Selain itu, Arief juga menyebutkan bahwa Presiden Jokowi meminta agar distribusi beras Bulog dipercepat. Nantinya, beras dari stok Bulog akan diambil dan dikemas ulang oleh para penggiling padi untuk menjaga sirkulasi beras di pasar.
Kuota Impor
Arief juga sedang mengupayakan percepatan tambahan kuota impor beras sebesar 1,5 juta ton pada akhir tahun ini sesuai dengan persetujuan dari Presiden Jokowi. Impor beras tersebut akan dilakukan bertahap.
“Kita perlu memastikan bahwa proses impor ini berjalan dengan baik, sehingga beras segera tersedia di pasaran.
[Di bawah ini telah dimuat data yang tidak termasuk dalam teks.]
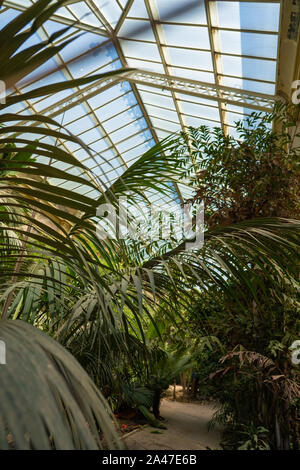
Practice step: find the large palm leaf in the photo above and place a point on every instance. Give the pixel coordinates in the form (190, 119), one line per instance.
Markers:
(47, 399)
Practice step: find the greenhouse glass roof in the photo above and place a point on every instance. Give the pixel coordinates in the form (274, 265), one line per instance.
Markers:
(195, 62)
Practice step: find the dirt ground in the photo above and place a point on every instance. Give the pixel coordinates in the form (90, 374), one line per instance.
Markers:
(187, 425)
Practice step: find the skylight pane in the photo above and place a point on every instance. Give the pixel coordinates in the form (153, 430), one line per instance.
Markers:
(201, 111)
(110, 9)
(140, 50)
(189, 58)
(187, 36)
(253, 44)
(248, 15)
(183, 11)
(137, 29)
(249, 68)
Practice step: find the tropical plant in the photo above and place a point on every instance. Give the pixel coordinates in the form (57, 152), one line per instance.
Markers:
(97, 297)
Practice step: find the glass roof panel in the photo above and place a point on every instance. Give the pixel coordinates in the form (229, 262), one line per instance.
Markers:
(187, 49)
(182, 11)
(186, 36)
(253, 44)
(248, 15)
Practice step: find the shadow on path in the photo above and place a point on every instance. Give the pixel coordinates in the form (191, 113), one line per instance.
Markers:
(187, 425)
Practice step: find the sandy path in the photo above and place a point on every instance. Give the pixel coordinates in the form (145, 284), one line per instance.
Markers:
(187, 429)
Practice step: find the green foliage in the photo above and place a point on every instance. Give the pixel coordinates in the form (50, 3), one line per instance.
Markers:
(48, 400)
Impor beras sebesar 1,5 juta ton tersebut berasal dari berbagai negara dan akan masuk melalui delapan pelabuhan di seluruh Indonesia. Saya telah berkoordinasi dengan Pelindo untuk mempercepat proses pembongkaran beras di seluruh pelabuhan,” katanya.
Dalam kesempatan terpisah, Direktur Utama Perum Bulog Budi Waseso menyatakan impor beras dilakukan untuk menjamin ketersediaan cadangan pangan di tengah beragam kendala produksi beras nasional. Hal ini demi menjamin pasokan beras aman, khususnya dalam menghadapi momen akhir tahun.
“Pemerintah mendatangkan beras (impor, Red) untuk menjamin ketersediaan. Tentunya, kalau pemerintah yang mendatangkan dengan harga murah. Beras-beras ini akan kita salurkan ke seluruh Indonesia,” kata Budi saat meninjau kedatangan 24.000 ton beras dari Vietnam di Pelabuhan Tanjung Priok, Jakarta, Kamis (12/10/2023).
Secara terpisah, Direktur Institute for Demographic and Poverty Studies (Ideas) Yusuf Wibisono menyebut tergantungnya Indonesia akan impor membuat ketahanan pangan negeri ini masih lemah. Hal ini merupakan ironi mengingat predikat Indonesia sebagai negara agraris.
“Selama Indonesia tidak mampu swasembada beras, negara ini akan terus bergantung pada impor. Akibatnya Indonesia terekspos risiko politik proteksionisme pangan global. Hal ini pernah terjadi saat krisis harga pangan global pada 2008,” ungkap Yusuf.
Pada 2022, Indonesia mengimpor 429.000 ton beras. Dari jumlah tersebut, sekitar 99% berasal dari empat negara, yakni India (41,6%), Thailand (18,7%), Vietnam (19,1%), dan Pakistan (19,7%). Ketergantungan Indonesia pada impor pangan masih sangat tinggi. Akibatnya, ketika India membatasi ekspor demi melindungi stok pangan dalam negeri, impor ke Indonesia juga mengalami masalah. Akibatnya, harga beras di Indonesia melonjak.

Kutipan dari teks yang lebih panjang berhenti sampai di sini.